Remembering the Sabbath Day in Ordinary Time. The Day of Pentecost (May 19) marked the start of Ordinary Time. This longest season of the Church Year runs until the first Sunday of Advent. Symbolic of a time of growth and maturity in daily expression of faith, our liturgical color has changed to green, except for at baptisms, weddings, and funerals. It is an incredible time to deepen one’s prayer life, read the Scriptures, unite more deeply with Jesus in the Eucharist, and become a more holy and whole person. It is an opportunity for people like us to answer God’s call to discipleship and become better messengers of the Gospel we were commissioned to be through our Baptism. One writer offers that “ordinary time is this day, this moment, now.”

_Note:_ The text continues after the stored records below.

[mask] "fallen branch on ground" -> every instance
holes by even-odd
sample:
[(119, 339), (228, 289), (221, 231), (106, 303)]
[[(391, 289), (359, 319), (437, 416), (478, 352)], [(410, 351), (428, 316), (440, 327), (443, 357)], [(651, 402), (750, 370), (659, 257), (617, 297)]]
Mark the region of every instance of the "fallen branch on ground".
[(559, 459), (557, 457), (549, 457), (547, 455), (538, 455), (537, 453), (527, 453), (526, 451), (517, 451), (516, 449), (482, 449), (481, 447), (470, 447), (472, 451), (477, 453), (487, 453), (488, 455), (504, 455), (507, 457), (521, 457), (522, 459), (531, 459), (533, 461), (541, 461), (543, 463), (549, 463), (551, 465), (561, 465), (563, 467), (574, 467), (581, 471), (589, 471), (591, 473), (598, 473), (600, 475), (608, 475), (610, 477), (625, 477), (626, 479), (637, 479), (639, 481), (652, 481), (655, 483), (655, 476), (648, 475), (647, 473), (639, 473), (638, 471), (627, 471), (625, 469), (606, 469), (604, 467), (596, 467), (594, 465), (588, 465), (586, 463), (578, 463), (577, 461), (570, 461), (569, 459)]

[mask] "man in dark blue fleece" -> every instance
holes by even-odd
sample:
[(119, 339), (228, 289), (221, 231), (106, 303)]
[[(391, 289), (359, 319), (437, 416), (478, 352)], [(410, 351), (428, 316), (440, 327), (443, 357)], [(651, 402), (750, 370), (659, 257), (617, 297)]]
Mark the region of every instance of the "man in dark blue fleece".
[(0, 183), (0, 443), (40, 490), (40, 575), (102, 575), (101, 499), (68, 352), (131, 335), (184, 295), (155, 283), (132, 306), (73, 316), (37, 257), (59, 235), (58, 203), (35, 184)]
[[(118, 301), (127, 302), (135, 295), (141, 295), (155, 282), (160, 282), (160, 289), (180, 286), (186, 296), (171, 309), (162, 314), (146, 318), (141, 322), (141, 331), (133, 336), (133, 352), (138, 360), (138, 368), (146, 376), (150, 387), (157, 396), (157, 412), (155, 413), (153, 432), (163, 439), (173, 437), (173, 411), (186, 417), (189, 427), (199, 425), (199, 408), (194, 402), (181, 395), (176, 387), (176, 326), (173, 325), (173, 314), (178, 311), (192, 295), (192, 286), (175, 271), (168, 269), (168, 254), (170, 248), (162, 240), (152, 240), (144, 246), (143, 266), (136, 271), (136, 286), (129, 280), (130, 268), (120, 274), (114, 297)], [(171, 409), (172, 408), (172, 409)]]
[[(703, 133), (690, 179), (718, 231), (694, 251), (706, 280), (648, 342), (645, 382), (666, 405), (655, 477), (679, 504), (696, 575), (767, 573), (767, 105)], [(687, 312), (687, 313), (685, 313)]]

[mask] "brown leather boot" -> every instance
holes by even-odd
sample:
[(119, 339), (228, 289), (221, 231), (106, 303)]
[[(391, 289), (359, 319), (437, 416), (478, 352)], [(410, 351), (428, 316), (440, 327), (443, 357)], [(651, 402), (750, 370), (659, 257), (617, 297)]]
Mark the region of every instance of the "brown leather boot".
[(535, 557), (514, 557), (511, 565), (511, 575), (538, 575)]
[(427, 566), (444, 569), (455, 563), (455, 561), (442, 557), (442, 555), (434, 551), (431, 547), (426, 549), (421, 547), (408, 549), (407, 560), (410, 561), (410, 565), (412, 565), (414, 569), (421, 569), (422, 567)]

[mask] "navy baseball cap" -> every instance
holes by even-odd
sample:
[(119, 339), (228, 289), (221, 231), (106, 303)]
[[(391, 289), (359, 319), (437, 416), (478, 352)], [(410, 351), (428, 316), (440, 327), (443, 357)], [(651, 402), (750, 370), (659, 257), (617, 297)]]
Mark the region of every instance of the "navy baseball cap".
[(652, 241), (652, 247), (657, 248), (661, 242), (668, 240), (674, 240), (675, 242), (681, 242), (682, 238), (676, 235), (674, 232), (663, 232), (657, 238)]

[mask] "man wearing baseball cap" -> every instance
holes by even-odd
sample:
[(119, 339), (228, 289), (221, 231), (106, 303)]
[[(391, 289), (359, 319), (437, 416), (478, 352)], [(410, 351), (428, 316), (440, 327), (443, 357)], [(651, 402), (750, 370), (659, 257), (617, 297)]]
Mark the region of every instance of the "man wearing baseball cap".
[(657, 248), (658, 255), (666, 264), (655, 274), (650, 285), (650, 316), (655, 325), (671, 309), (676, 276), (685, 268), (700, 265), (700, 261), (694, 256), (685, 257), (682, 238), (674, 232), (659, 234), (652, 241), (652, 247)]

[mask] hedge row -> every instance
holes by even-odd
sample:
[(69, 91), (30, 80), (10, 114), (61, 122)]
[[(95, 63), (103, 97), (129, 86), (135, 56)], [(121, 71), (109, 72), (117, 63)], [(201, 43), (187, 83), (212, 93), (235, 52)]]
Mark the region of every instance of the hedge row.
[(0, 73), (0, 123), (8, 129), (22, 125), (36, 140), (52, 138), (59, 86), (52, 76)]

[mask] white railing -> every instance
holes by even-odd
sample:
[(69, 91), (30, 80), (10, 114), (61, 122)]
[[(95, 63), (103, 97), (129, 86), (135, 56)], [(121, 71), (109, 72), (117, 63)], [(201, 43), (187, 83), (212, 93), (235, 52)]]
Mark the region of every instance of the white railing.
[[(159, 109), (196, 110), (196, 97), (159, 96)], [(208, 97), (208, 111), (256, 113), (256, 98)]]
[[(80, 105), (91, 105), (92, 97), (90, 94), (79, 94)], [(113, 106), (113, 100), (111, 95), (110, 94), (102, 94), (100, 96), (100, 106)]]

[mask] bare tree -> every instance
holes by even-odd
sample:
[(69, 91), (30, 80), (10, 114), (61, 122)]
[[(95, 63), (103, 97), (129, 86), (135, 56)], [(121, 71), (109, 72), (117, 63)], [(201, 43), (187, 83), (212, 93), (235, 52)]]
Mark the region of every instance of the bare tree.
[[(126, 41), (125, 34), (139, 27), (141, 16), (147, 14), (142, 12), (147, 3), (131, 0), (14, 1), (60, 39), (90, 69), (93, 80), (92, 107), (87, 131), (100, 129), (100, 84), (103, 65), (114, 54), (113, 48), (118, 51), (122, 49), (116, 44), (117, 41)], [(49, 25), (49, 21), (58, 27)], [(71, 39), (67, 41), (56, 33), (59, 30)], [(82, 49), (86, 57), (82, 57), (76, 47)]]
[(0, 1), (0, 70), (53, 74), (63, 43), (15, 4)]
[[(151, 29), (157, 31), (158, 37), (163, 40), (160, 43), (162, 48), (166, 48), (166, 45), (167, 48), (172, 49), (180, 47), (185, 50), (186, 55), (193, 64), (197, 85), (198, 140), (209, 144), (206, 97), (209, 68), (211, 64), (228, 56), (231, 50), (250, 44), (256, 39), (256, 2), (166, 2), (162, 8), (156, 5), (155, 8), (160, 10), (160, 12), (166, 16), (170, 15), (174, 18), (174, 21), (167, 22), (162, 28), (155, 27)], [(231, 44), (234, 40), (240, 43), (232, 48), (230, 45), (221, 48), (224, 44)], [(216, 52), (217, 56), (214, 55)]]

As summertime approaches, school years come to a close, and our lives might have new variety including travel, let us “remember the Sabbath Day and keep it holy.” Not only is this the fourth of the Ten Commandments, it is imbedded in the Baptismal Covenant: Will you continue in the apostles’ teaching and fellowship, in the breaking of bread, and in the prayers? I will, with God’s help. Every Sunday at 8:00 a.m. and 10:45 a.m. and on third Sundays at 5:00 p.m., all who are able are expected to worship God in Word and Sacrament. If Sunday schedules might not permit, St. Peter’s offers Tuesday and Thursday 12:00 Noon worship in the chapel. If you are away from Charlotte on a Sunday or weekday, please worship at any Episcopal or other church and bring me a copy of the worship service leaflet. (I like to see what others are doing and it will remind me of my childhood visits to all sorts of places!)
God always is faithful to us and never takes a break from us. Let us strive, as followers of Jesus, to remember the Sabbath Day in Ordinary Time, and keep it holy.